Optical correction principles:
- Myopia: minus (concave) spherical lens — diverges incoming light so the focal point moves posteriorly to the retina
- Hypermetropia: plus (convex) spherical lens — converges light so the focal point moves anteriorly to the retina
- Astigmatism: cylindrical lens (axis must be aligned with the flat meridian for minus cylinder convention)
- Presbyopia: plus add lens — bifocal, trifocal, or progressive
Contact lenses: available in soft (hydrogel / silicone-hydrogel) and rigid gas-permeable (RGP) designs. RGP lenses neutralise irregular corneal astigmatism by creating a smooth tear-film interface. Contact lens wearers have an elevated risk of Acanthamoeba keratitis (ring infiltrate, severe pain disproportionate to signs) and bacterial keratitis — hygiene counselling is essential.
Myopia control (paediatric): strategies to slow progressive myopia include low-dose atropine 0.01% eye drops (ATOM2 trial, Singapore — slows progression with minimal side effects), orthokeratology (overnight rigid contact lenses that reshape the cornea temporarily), and increased outdoor time (proven protective in epidemiological studies).
Differential Diagnosis and When to Investigate Further
Not all visual blurring is due to refractive error, and the clinician must always ask: 'Does this improve with a pinhole?' If it does NOT, an organic cause must be sought.
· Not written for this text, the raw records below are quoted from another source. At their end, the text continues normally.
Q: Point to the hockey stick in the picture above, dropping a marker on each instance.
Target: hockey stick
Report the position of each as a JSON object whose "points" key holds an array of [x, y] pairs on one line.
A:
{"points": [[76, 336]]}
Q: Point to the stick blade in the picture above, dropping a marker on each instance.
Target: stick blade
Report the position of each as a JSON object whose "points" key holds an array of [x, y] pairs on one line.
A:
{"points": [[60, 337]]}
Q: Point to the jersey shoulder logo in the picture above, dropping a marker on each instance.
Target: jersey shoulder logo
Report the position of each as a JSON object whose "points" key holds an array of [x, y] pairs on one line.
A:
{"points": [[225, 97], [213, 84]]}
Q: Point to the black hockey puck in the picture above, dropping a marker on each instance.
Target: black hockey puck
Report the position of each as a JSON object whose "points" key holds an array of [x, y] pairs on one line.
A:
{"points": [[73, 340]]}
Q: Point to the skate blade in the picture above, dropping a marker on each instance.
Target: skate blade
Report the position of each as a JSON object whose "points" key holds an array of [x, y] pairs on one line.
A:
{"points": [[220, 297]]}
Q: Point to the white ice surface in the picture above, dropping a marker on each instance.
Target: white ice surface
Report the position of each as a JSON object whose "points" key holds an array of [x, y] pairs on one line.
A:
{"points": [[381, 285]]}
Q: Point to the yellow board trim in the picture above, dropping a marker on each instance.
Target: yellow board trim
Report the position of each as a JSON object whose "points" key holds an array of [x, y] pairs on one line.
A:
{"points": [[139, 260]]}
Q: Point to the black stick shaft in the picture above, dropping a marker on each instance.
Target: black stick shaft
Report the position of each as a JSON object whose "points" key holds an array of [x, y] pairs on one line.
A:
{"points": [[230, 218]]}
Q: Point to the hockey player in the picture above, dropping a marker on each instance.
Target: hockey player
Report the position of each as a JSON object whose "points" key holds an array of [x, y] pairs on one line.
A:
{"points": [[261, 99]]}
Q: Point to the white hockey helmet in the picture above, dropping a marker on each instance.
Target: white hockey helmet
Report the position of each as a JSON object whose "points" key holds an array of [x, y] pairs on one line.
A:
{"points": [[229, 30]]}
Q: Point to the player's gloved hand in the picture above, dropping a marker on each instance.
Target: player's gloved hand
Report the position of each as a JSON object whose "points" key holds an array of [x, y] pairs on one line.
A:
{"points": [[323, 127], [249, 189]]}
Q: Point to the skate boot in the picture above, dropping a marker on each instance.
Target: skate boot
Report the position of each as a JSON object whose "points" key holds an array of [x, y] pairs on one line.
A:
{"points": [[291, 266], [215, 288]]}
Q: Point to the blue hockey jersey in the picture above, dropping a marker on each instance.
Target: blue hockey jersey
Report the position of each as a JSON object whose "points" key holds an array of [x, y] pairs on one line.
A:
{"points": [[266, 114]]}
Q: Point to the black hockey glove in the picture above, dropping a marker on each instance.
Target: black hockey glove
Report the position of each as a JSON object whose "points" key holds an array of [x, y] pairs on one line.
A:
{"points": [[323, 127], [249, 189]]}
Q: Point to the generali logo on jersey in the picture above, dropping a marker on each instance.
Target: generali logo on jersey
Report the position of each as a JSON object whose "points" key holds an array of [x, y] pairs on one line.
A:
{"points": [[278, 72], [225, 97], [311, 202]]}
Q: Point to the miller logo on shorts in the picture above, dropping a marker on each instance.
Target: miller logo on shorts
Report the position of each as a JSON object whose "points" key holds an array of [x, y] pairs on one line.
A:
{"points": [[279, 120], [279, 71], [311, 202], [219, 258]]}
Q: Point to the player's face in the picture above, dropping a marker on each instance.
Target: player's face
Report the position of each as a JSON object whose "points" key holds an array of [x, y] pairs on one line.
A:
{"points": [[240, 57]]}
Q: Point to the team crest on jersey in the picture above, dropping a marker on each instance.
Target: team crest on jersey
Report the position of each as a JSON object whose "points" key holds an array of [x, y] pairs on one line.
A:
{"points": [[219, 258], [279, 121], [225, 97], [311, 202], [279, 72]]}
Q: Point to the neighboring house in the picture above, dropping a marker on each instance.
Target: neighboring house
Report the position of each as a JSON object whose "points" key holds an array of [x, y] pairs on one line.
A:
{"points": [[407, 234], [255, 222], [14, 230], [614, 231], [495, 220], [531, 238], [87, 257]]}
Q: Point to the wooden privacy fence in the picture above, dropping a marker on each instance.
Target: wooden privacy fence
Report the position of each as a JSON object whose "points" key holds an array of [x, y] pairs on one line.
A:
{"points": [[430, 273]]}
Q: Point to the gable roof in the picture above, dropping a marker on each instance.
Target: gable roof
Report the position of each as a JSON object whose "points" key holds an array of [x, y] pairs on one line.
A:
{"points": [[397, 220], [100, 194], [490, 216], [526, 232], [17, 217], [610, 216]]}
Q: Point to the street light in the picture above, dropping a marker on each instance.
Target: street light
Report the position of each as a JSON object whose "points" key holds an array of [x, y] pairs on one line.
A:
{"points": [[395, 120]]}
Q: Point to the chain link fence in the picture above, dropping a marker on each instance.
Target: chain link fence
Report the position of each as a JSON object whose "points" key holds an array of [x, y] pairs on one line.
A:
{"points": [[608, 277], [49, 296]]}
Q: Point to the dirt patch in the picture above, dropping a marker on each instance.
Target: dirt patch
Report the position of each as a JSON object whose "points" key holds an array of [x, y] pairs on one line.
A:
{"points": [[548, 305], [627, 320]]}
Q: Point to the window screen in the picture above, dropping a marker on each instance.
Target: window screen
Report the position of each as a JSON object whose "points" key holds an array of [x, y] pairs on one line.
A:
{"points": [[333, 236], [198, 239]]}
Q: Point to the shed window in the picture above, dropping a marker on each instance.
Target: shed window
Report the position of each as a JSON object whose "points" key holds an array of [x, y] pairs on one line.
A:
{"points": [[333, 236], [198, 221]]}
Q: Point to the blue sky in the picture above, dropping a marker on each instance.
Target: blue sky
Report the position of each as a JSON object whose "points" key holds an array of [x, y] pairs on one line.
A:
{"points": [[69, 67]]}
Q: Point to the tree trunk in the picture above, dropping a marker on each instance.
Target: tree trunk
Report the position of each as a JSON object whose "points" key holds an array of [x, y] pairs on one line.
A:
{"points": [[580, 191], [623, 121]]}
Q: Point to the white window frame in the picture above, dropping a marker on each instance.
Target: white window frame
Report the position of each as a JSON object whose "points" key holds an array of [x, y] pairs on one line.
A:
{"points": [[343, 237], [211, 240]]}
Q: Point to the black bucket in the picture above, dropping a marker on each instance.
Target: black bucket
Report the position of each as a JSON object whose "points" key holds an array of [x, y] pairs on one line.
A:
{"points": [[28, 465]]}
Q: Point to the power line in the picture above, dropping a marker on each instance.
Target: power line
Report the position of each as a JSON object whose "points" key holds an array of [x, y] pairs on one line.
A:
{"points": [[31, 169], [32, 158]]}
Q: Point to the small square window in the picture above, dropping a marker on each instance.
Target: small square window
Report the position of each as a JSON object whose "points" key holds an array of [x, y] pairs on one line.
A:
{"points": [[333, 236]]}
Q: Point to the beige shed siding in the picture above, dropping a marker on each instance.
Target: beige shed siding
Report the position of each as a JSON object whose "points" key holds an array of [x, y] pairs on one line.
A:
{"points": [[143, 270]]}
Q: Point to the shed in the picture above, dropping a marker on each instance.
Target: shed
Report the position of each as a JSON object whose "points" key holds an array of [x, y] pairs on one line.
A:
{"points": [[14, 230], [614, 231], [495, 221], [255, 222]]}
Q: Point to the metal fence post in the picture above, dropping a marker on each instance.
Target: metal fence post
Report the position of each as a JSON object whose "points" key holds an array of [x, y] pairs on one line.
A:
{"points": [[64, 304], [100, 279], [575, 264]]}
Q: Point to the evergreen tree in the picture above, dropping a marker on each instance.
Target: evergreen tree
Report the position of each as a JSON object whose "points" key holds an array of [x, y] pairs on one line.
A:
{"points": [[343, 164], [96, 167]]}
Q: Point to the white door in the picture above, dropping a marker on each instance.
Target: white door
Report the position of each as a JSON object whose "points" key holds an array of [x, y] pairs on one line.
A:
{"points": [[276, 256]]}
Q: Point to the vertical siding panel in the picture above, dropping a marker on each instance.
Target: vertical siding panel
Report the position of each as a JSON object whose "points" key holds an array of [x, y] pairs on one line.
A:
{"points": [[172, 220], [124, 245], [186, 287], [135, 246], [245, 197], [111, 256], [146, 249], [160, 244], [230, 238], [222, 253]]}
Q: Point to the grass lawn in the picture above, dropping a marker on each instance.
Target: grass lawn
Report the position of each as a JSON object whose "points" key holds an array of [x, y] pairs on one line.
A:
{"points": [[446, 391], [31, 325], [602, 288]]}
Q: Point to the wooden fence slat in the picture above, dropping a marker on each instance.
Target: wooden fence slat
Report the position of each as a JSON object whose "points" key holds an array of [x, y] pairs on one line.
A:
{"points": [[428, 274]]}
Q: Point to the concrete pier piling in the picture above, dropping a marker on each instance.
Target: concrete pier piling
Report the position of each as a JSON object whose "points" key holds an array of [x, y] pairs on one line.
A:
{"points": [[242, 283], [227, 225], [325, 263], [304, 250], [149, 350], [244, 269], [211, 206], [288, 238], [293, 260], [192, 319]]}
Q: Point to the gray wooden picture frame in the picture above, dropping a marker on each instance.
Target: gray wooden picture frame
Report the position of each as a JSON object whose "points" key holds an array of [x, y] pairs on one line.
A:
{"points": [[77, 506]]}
This distinction is the single most important clinical decision in the assessment of a patient with blurred vision: patients with a purely refractive cause improve substantially with the pinhole (which restricts light to the central optical axis and bypasses peripheral aberration), whereas patients with retinal, optic nerve, or corneal structural disease do not improve — the substrate for a sharp image is damaged regardless of the optical correction provided. Making this call correctly determines whether a patient goes home with a spectacle prescription or is urgently referred for fundoscopy, visual field testing, or neuroimaging. The following red-flag features — each of which mandates ophthalmological assessment beyond simple refraction — must be actively screened for in every patient presenting with visual blurring:
- Recent onset (days to weeks) of visual deterioration in a previously corrected patient — suggests a new organic problem (vitreous haemorrhage, retinal detachment, optic neuritis, wet AMD)
- Associated symptoms: pain, photophobia, floaters, flashes, field loss — all point away from simple refractive error
- Asymmetric refractive error (anisometropia) in a child — significant anisometropia (>2–3 D difference between the two eyes) is a major risk factor for amblyopia and must prompt urgent treatment (see OP1.5)
- Progressive myopia in adults (>25 years) — pathological myopia or nuclear cataract (index myopia) should be considered
- High hypermetropia in children — risk of accommodative esotropia and amblyopia; cycloplegic refraction and occlusion therapy may be required
Organic causes that mimic refractive blur: posterior subcapsular cataract (causes disproportionate glare and near blur), macular disease (metamorphopsia, central scotoma — an Amsler grid test is useful), optic nerve disease (colour desaturation, afferent pupil defect), corneal disease (irregular astigmatism from keratoconus or scarring).